Behavioural suites reproduce the race; structural suites (H6/M8/M9) assert the
hardening primitive (volatile field / concurrent map) is present. Redis-backed
suites self-skip when Redis is unavailable. Fixes land per file in follow-ups.
…e (C1)

createTransactionRequestBulk ran claimBatchReference inside a bare Future and dropped the result.
Two concurrent submissions with the same batch_reference both passed the earlier isBatchReferenceUsed
check, then both proceeded — the losing INSERT hit the UniqueIndex and returned a Failure that was
silently discarded, so a duplicate payment was fanned out.

Claim the batch_reference BEFORE creating the parent transaction request or fanning out any payment,
and surface the Failure via unboxFullOrFail (409) so the losing request aborts before charging.
… M5)

checkAnswer / revoke / skip-SCA-accept all did find-then-saveMe with an in-memory status check, so
concurrent requests could both pass the guard and both write: two correct answers both accepted (H1,
H2), or a skip-SCA / challenge accept overwriting an explicit revoke (H3, M5).

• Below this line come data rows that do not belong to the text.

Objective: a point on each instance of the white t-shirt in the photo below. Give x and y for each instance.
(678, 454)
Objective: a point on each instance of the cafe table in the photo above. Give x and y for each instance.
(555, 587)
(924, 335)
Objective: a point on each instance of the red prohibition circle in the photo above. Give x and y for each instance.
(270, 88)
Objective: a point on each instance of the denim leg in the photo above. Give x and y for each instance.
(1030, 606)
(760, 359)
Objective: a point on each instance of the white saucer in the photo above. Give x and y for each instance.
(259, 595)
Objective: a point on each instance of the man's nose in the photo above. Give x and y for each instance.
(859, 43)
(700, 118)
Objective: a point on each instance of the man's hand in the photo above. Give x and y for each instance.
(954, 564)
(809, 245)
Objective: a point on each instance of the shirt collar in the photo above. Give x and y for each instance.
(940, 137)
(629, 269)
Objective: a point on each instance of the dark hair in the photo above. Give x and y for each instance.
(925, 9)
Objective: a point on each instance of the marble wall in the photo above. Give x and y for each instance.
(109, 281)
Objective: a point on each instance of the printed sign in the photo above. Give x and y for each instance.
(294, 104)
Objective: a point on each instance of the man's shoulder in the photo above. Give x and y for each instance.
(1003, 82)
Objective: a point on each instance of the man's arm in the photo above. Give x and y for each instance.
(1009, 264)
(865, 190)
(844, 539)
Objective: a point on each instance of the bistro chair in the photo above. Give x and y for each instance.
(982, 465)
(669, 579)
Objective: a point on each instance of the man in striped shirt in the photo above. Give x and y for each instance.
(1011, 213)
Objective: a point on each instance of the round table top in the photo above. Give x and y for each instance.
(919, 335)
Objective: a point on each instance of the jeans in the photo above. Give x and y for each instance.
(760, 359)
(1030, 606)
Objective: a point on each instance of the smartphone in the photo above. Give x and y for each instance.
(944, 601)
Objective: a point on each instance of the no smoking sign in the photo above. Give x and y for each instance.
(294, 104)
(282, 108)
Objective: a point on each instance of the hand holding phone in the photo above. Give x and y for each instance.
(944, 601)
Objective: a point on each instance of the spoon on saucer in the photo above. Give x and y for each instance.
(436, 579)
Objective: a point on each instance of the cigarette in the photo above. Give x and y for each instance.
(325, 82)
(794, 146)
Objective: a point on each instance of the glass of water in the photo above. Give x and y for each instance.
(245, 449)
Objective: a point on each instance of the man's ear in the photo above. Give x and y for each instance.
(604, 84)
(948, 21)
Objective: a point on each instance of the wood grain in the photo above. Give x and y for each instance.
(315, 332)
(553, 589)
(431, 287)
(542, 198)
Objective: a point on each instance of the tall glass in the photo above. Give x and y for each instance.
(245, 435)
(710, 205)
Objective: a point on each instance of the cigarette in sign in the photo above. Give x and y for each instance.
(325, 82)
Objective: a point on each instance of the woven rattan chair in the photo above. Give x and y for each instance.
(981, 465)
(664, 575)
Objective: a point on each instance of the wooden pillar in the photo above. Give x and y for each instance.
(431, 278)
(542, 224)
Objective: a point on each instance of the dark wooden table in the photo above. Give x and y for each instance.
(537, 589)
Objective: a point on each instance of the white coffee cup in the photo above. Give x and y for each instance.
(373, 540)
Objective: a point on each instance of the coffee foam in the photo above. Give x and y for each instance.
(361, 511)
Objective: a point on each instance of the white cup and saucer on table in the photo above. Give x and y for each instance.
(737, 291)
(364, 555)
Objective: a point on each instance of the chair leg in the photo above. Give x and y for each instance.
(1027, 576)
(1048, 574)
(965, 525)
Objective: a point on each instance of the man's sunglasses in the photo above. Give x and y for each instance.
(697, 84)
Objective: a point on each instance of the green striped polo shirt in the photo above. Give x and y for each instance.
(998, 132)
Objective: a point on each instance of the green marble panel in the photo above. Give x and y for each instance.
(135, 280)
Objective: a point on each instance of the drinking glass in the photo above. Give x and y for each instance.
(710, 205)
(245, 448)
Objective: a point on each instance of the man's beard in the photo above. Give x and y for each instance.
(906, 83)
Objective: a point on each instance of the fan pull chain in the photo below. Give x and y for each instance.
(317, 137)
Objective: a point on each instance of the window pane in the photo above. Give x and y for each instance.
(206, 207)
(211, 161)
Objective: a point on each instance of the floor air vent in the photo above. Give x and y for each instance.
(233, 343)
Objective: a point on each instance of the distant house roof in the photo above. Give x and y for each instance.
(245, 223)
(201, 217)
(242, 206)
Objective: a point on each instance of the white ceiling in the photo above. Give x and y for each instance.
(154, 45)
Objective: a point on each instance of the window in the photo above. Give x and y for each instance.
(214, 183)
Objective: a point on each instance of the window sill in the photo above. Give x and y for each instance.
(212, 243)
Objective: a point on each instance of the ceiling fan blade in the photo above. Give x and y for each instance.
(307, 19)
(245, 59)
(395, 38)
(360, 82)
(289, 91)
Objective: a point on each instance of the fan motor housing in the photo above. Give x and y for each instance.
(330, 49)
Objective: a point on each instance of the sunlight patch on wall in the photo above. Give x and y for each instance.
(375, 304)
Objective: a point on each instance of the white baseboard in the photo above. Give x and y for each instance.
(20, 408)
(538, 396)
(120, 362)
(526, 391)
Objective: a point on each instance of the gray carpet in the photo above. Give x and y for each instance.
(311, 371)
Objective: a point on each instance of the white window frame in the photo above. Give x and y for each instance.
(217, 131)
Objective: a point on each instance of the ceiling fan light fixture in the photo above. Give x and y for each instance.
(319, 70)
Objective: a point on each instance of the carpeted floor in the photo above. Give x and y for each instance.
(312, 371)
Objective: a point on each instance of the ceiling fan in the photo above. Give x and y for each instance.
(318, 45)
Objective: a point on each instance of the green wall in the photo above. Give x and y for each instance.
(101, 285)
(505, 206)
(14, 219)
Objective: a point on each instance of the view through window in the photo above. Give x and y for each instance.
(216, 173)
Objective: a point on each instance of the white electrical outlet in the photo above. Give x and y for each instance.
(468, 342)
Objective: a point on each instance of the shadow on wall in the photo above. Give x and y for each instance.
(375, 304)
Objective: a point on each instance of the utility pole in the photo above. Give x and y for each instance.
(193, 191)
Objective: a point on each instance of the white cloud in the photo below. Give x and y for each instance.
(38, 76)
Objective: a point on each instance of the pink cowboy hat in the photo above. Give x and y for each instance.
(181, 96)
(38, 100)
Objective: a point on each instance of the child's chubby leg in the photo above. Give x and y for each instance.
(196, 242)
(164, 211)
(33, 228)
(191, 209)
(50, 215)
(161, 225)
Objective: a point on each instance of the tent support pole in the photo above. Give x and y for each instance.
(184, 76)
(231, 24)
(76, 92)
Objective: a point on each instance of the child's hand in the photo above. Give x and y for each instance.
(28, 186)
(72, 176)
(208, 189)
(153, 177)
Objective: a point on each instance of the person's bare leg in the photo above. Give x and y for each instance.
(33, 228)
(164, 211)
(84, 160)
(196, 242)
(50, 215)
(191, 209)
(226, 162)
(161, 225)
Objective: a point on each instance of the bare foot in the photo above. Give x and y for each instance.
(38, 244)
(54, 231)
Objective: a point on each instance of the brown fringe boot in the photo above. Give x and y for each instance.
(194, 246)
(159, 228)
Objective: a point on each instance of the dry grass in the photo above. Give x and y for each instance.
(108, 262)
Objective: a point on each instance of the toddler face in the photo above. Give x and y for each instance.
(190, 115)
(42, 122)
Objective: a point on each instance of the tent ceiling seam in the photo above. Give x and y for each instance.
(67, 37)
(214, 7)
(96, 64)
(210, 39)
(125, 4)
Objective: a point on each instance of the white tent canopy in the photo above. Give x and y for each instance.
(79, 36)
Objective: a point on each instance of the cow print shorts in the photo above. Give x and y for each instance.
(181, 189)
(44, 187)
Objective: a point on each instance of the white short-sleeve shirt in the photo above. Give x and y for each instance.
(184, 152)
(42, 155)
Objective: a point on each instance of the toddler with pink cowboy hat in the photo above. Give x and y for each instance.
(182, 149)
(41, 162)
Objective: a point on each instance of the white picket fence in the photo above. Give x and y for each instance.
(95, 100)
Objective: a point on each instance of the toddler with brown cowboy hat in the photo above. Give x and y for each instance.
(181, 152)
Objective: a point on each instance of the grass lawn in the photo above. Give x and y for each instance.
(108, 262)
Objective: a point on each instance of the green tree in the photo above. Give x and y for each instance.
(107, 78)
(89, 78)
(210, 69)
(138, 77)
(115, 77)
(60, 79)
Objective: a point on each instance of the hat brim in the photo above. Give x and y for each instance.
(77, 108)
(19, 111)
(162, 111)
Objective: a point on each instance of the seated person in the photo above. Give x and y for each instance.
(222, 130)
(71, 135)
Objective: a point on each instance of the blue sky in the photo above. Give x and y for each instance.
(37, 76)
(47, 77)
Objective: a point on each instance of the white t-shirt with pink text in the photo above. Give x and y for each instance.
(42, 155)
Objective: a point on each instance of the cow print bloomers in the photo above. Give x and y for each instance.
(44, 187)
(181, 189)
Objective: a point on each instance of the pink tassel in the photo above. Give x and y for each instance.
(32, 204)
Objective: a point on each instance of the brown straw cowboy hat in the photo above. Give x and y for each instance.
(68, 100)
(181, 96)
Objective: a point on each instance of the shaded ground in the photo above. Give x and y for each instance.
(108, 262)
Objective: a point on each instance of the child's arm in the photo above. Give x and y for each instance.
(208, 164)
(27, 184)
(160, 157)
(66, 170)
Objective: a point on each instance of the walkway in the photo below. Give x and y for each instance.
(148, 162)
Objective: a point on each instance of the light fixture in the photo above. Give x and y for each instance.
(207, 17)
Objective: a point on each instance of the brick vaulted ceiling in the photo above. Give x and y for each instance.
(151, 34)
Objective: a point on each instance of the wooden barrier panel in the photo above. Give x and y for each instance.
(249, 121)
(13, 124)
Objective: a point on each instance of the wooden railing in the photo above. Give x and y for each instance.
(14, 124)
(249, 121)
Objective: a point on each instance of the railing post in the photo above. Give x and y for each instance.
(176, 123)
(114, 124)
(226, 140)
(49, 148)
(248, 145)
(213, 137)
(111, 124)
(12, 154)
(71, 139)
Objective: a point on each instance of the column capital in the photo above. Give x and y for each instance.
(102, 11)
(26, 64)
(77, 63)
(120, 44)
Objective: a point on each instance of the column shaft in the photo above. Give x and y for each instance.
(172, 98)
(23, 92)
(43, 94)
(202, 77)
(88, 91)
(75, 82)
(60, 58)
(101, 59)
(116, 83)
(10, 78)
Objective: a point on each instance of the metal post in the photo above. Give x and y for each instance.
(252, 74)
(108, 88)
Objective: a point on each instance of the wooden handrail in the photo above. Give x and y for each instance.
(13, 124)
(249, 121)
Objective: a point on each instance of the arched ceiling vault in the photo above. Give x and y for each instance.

Replace the unconditional saveMe with guarded conditional UPDATEs (UPDATE ... WHERE id = ? AND
mstatus = <guard>) via new DoobieConsentStatusQueries / DoobieUserAuthContextUpdateQueries. The loser
of a race gets 0 affected rows and a Failure instead of a second success. revoke uses WHERE mstatus
<> 'REVOKED' so an explicit revocation always wins.
…7, M8, H6, M9)

- DynamicConnector.singletonObjectMap, SecureLogging.customPatternCache and APIUtil.connectorToEndpoint
  were scala.collection.mutable.Map, whose put/getOrElseUpdate are not thread-safe and can lose
  writes or corrupt the map during a concurrent resize. Switch to scala.collection.concurrent.TrieMap
  (same Map API, lock-free).
- ObpLookupSystem.obpLookupSystem and ObpActorSystem.{obpActorSystem, northSideAkkaConnectorActorSystem}
  were plain vars with unguarded null-check-then-assign init. Mark @volatile and use synchronized
  double-checked init so a write publishes safely and the system is created exactly once.
…4, M6, M7)

Add two atomic Redis primitives: setNxEx (SET key value EX ttl NX, the Jedis 2.9.0 five-arg overload)
and incrementWithTtl (a Lua INCR + create-TTL).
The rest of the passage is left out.